La question de l’accès aux études supérieures a été centrale à partir du milieu du XIXe siècle, mais toutes les femmes ayant suivi des cours de préparation à l’université, ou en tant qu’auditrices libres dans les universités, n’ont pas pour autant été de grandes intellectuelles ! Comme ailleurs, les femmes savantes forment l’exception, et pour être « actives », elles n’avaient pas besoin d’avoir un solide bagage intellectuel, mais d’être déterminées et courageuses, bonnes organisatrices, actrices (pour échapper à la surveillance et tromper les gendarmes), avoir des dons oratoires.

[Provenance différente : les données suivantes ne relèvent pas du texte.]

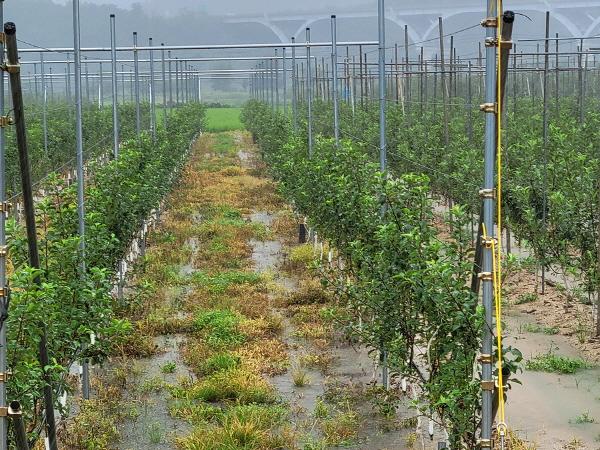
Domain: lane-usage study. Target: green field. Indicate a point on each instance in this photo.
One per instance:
(223, 119)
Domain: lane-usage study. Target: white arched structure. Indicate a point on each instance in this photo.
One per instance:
(402, 16)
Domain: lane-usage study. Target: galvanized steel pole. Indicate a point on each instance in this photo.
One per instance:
(136, 70)
(309, 92)
(382, 141)
(152, 94)
(44, 103)
(85, 379)
(334, 74)
(294, 87)
(113, 44)
(4, 297)
(284, 82)
(164, 90)
(487, 193)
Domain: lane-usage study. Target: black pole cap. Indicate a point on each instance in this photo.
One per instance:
(508, 17)
(10, 28)
(15, 405)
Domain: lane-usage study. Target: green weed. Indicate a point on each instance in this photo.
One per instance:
(550, 362)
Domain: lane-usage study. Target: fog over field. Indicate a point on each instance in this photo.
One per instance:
(234, 21)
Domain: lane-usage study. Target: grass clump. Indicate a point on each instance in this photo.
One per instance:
(220, 328)
(243, 427)
(550, 362)
(301, 256)
(195, 412)
(341, 429)
(300, 376)
(169, 367)
(237, 385)
(220, 282)
(94, 426)
(536, 328)
(526, 298)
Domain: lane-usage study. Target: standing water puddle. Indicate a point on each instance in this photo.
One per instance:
(569, 401)
(150, 425)
(351, 367)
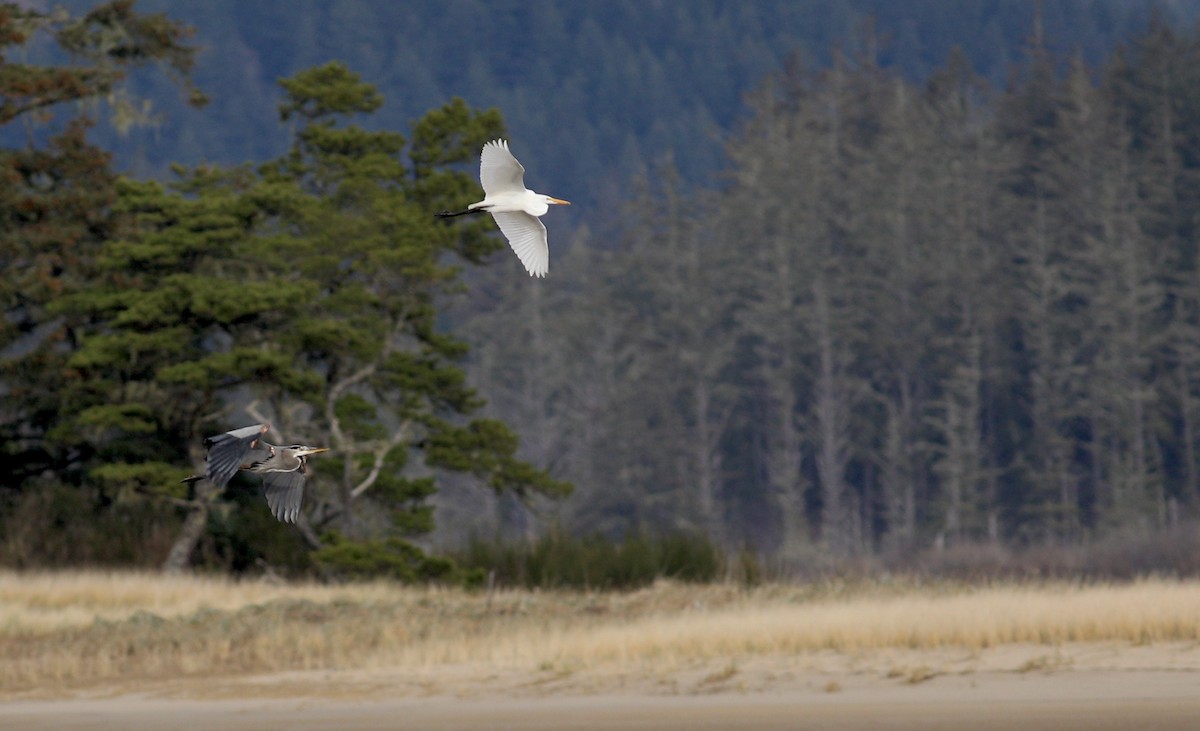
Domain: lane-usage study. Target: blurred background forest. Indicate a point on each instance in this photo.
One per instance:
(894, 283)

Maintenant il est vrai aussi que certaines femmes ont pu jouer un rôle important dans la mobilisation pour leur cause par leurs écrits – je pense par exemple à Kroupskaia, l’auteure du premier pamphlet russe sur les femmes et le marxisme, et qui a été « l’épouse littéraire » de Lénine, collaborant sur plusieurs projets, avant de proposer un projet de « nouvelle pédagogie » pour les masses, dont on connaît les retombées en terme de censure en Russie soviétique après 1917…
Elles agissent d’ailleurs à différentes étapes du système révolutionnaire, depuis Maria Andreïeva qui joue de ses charmes sur ordre de Lénine afin de soutirer de l’argent à un industriel pour financer le parti à Alexandra Kollontaï qui devient ambassadrice en Suède. Quel parcours vous a le plus fasciné ?
Le parcours de Catherine Brechkovski, la « grand-mère de la révolution » est absolument hallucinant ! D’un tempérament de feu, cette radicale abandonna son fils à des parents pour se vouer corps et âme à la révolution. Elle fut la première femme russe à avoir été envoyée au bagne, où lui rendit visite un journaliste américain célèbre, George Kennan, qui la rendit célèbre dans le monde entier. Sa passion pour le terrorisme et les assassinats d’officiels tsaristes qu’elle a facilités ont fait couler beaucoup d’encre… Grande oratrice, adversaire acharnée de Lénine, qu’elle comparait à une bête sauvage qu’il fallait exterminer, elle s’est exilée en 1918, à 74 ans, quand la partie était perdue pour les socialistes-révolutionnaires.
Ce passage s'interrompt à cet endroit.